Virtual Screening to Identify Calcium Channel Blockers
The first step in the search for a new TCCBs is to collect all pertinent chemical and biological information related to TCCBs, in particular the Cav3.2 isoform (Figure 3). Searching by target name, initially under ion channels and then by narrowing the search down to voltage-dependent calcium channels, followed by selection of the specific isoform enables easy retrieval of all the relevant chemical and biological data from Reaxys Medicinal Chemistry.
To facilitate comparisons of bioactivity data from different publications and assay types, all the data points in Reaxys Medicinal Chemistry have pX values. pX values are calculated by transforming parameters such as EC50, IC50 and Ki into the –Log equivalent (pEC50, pIC50, pKi). These are normalized values assigned to the data that enable easily quantification of compound–target affinity and compare information from all around the world.
The target search for the Cav3.2 isoform of TCCBs in Reaxys Medicinal Chemistry retrieved the chemical structure of 1,854 ligands active against that specific target. These 1,854 ligands have 2,285 bioactivities associated with them and were extracted from 77 citations (Figure 4A).
An affinity profile for the most potent ligands active against the Cav3.2 isoform of TCCBs, with pX values greater than 6.0 (affinity < 1 μM), can be generated and viewed as a Heatmap (Figure 4B). The Heatmap visualizes the relationships between ligands and their targets in terms of key parameters, allowing rapid identification of relevant ligand–target interactions. The map displays all ligands with a pX above 6.0 and the associated target TCCB protein for which in vitro biological data has been mined from the literature. In the Heatmap, biological affinities or activities are quantified as a pX value and displayed from 1 (low activity) in blue to 15 (high activity) in red.
At the time of this analysis, this query resulted in 471 ligands with a pX value of above 6.0 (affinity < 1 μM) against the TCCB target. Some of these molecules are depicted in Figure 5. These molecules were then clustered using variable-length Jarvis-Patrick clustering. The query set was narrowed down and the central molecules of resulting clusters and singletons was used for building the 2D pharmacophore in the virtual screening analysis.

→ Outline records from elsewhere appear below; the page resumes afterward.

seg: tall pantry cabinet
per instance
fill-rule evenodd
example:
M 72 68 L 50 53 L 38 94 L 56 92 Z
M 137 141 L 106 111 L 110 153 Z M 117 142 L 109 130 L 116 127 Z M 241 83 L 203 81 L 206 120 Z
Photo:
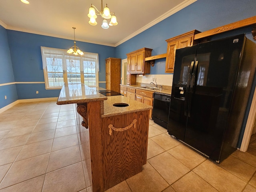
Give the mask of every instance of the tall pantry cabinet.
M 106 88 L 119 92 L 121 84 L 121 59 L 106 59 Z

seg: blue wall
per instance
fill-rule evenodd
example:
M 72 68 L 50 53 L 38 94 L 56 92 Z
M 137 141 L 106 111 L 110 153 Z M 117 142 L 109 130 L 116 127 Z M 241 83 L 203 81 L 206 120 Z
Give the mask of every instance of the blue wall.
M 0 26 L 0 84 L 15 82 L 6 30 Z M 4 96 L 6 96 L 7 99 Z M 18 99 L 15 84 L 0 86 L 0 108 Z
M 68 49 L 74 41 L 16 31 L 7 31 L 9 46 L 16 82 L 44 81 L 40 46 Z M 115 48 L 77 41 L 84 52 L 99 54 L 99 81 L 105 81 L 105 61 L 114 57 Z M 104 85 L 100 85 L 104 86 Z M 44 84 L 24 83 L 16 85 L 18 99 L 58 97 L 60 90 L 45 89 Z M 39 94 L 36 94 L 38 91 Z
M 255 15 L 255 0 L 198 0 L 116 48 L 116 57 L 143 47 L 153 49 L 152 55 L 166 52 L 166 39 L 196 29 L 204 32 Z M 240 30 L 252 39 L 252 28 Z M 224 33 L 219 37 L 236 34 Z M 165 59 L 156 61 L 150 74 L 165 74 Z

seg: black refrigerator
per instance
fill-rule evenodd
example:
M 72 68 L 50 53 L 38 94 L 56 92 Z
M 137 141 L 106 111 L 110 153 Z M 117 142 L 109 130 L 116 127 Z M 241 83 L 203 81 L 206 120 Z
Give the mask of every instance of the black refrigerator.
M 169 134 L 217 163 L 237 149 L 256 47 L 242 34 L 176 50 Z

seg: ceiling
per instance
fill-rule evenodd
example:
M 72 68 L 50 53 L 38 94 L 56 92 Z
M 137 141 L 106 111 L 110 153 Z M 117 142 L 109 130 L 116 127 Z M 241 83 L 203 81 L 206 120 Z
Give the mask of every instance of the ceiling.
M 118 25 L 101 28 L 102 19 L 90 25 L 87 16 L 92 4 L 98 10 L 100 0 L 1 0 L 0 25 L 7 29 L 116 46 L 196 0 L 103 0 L 114 12 Z M 157 2 L 156 3 L 156 2 Z

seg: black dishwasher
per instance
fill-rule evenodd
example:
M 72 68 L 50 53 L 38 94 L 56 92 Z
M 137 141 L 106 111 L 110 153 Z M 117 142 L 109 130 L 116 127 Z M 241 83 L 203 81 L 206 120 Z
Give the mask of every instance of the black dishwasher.
M 154 122 L 167 128 L 170 95 L 155 92 L 154 94 L 152 119 Z

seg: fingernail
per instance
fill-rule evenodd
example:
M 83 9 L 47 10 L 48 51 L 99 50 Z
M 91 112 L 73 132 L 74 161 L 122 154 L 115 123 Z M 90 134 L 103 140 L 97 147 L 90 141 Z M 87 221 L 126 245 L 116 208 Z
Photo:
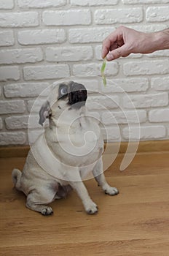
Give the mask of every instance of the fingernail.
M 106 59 L 108 61 L 111 61 L 113 59 L 113 54 L 112 53 L 108 53 L 108 55 L 106 56 Z

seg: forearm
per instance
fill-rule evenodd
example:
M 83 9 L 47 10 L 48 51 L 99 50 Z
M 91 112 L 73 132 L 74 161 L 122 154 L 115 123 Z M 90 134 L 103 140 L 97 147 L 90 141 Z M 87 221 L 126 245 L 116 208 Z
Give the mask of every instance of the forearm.
M 169 49 L 169 29 L 157 32 L 159 39 L 157 50 Z

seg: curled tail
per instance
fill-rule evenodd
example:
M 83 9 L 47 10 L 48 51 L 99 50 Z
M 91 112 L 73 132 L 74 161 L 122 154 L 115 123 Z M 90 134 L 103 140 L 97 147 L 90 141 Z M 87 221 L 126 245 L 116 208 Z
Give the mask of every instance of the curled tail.
M 21 189 L 21 186 L 20 186 L 20 178 L 22 176 L 22 173 L 20 170 L 18 169 L 14 169 L 12 173 L 12 181 L 15 184 L 15 188 L 17 190 Z

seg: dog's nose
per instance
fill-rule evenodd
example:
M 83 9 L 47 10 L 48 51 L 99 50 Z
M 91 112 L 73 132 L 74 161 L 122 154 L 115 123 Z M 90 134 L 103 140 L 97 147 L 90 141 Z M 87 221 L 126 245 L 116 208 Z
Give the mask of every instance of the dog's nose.
M 71 82 L 68 94 L 68 104 L 74 108 L 80 108 L 85 105 L 87 93 L 84 85 Z
M 78 83 L 75 82 L 71 82 L 70 85 L 70 91 L 81 91 L 82 94 L 83 91 L 86 91 L 86 89 L 84 85 L 82 83 Z

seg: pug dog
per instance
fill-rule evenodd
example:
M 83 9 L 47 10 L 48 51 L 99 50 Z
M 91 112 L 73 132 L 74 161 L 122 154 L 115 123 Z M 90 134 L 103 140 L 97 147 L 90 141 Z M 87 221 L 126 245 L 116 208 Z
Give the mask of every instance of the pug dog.
M 103 139 L 99 122 L 87 113 L 84 85 L 62 83 L 51 95 L 39 111 L 39 124 L 43 126 L 49 118 L 49 126 L 31 146 L 23 171 L 13 170 L 13 183 L 26 195 L 26 206 L 43 215 L 52 214 L 47 205 L 65 197 L 72 189 L 86 212 L 96 214 L 98 206 L 83 183 L 90 172 L 106 194 L 119 193 L 108 184 L 103 174 Z

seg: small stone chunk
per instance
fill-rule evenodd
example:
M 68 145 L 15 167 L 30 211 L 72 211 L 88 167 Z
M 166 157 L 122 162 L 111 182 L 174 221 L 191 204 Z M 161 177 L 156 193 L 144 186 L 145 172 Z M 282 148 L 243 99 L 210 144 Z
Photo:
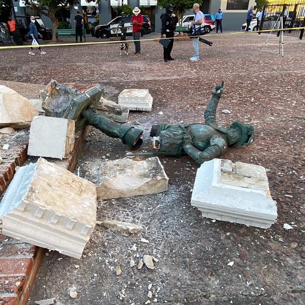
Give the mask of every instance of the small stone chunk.
M 141 260 L 139 262 L 139 263 L 138 264 L 138 269 L 141 269 L 143 267 L 143 261 Z
M 76 291 L 70 291 L 70 295 L 73 299 L 75 299 L 77 296 L 77 293 Z
M 152 258 L 150 255 L 144 255 L 143 257 L 143 260 L 148 268 L 149 269 L 155 269 L 152 261 Z
M 119 266 L 117 266 L 115 267 L 115 272 L 116 272 L 117 275 L 119 275 L 122 273 L 121 267 Z

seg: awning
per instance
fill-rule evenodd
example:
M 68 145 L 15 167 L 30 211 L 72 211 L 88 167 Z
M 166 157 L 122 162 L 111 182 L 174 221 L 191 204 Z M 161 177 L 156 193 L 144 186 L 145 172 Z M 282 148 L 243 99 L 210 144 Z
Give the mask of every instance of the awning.
M 36 1 L 33 1 L 33 2 L 35 4 L 37 4 L 38 5 L 39 5 L 39 4 Z M 22 0 L 19 0 L 19 7 L 30 7 L 30 5 L 26 5 L 26 4 L 24 3 L 24 2 L 22 1 Z
M 140 6 L 151 6 L 157 5 L 157 0 L 140 0 Z
M 124 4 L 127 4 L 127 1 Z M 122 5 L 122 0 L 110 0 L 110 5 L 111 6 L 120 6 Z
M 98 4 L 96 1 L 93 1 L 88 3 L 86 0 L 81 0 L 81 5 L 82 6 L 98 7 Z

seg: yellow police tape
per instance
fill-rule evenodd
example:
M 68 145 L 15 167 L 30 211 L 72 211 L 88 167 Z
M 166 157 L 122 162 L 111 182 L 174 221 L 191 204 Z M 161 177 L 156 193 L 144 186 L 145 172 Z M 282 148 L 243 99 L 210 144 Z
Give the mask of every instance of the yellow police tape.
M 263 30 L 261 31 L 251 31 L 251 32 L 246 32 L 246 31 L 240 31 L 240 32 L 231 32 L 230 33 L 221 33 L 220 34 L 211 34 L 209 35 L 207 35 L 206 36 L 207 38 L 208 37 L 210 37 L 211 36 L 213 36 L 216 35 L 217 35 L 218 36 L 219 36 L 221 35 L 232 35 L 233 34 L 243 34 L 249 33 L 265 33 L 266 32 L 278 32 L 279 31 L 287 31 L 289 30 L 302 30 L 305 29 L 305 27 L 295 27 L 295 28 L 290 28 L 288 29 L 276 29 L 275 30 Z M 199 35 L 197 36 L 192 36 L 192 38 L 193 38 L 194 37 L 202 37 L 202 35 Z M 189 37 L 188 36 L 186 35 L 184 35 L 184 37 L 174 37 L 173 38 L 171 39 L 184 39 L 185 38 L 188 38 Z M 148 39 L 141 39 L 141 42 L 142 42 L 143 41 L 148 41 L 150 40 L 161 40 L 162 39 L 167 39 L 168 38 L 149 38 Z M 101 44 L 111 44 L 111 43 L 119 43 L 121 42 L 133 42 L 134 41 L 133 40 L 124 40 L 124 41 L 121 41 L 120 40 L 115 40 L 114 41 L 97 41 L 96 42 L 82 42 L 82 43 L 65 43 L 65 44 L 51 44 L 49 45 L 11 45 L 11 46 L 1 46 L 0 47 L 0 49 L 21 49 L 23 48 L 30 48 L 31 47 L 33 47 L 33 48 L 38 48 L 39 47 L 43 47 L 44 48 L 45 48 L 46 47 L 61 47 L 61 46 L 67 46 L 69 45 L 99 45 Z

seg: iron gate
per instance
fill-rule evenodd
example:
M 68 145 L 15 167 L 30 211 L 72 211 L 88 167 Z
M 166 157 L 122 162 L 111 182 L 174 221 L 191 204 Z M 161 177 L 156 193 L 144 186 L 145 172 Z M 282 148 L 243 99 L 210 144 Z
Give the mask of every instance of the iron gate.
M 305 26 L 305 2 L 302 0 L 298 3 L 294 0 L 283 0 L 270 1 L 263 8 L 263 17 L 260 25 L 260 30 L 280 29 L 280 19 L 279 13 L 283 15 L 284 28 L 301 27 Z M 283 31 L 284 35 L 298 37 L 302 39 L 304 36 L 304 29 L 289 30 Z M 269 33 L 270 32 L 267 32 Z M 278 31 L 271 33 L 279 35 Z

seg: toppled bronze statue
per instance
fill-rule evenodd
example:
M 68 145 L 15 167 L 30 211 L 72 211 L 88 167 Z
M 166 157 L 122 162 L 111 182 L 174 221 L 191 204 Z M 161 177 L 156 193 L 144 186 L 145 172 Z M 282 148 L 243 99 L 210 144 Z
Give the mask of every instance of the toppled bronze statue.
M 249 145 L 254 139 L 252 125 L 234 121 L 222 127 L 216 123 L 215 113 L 223 90 L 223 82 L 212 93 L 204 111 L 205 124 L 171 125 L 166 123 L 152 126 L 150 136 L 158 152 L 144 152 L 130 156 L 165 155 L 180 156 L 187 154 L 197 163 L 202 164 L 223 153 L 228 146 L 237 148 Z

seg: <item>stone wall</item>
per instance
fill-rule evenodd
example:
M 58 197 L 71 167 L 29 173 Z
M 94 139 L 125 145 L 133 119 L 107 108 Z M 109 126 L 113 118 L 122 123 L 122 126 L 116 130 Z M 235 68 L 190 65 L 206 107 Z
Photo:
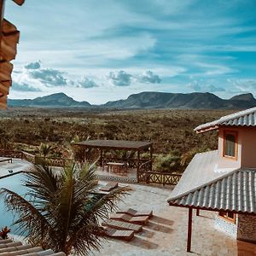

A multitude of key parameters can be explored to aid understanding of the ligand−target interactions, such as drug-like grading, in vitro efficacy, in vivo animal models, metabolism, pharmacokinetic and pharmacodynamic data, and clinical use/application, as well as extensive information on the chemical structure itself. For example, Reaxys Medicinal Chemistry can be used to get detailed metabolic data for each compound/ligand (Figure 6). For each data point, the parameter measured, the value, target, target species, tissue/organ, dose and reference are all shown and both quantitative and qualitative results available in the database. This aspect would be particularly beneficial considering that Mibefradil was withdrawn from the market due to the inhibition of cytochrome P450 enzymes 3A4 and 2D6, which had the potential to lead to serious drug−drug interactions.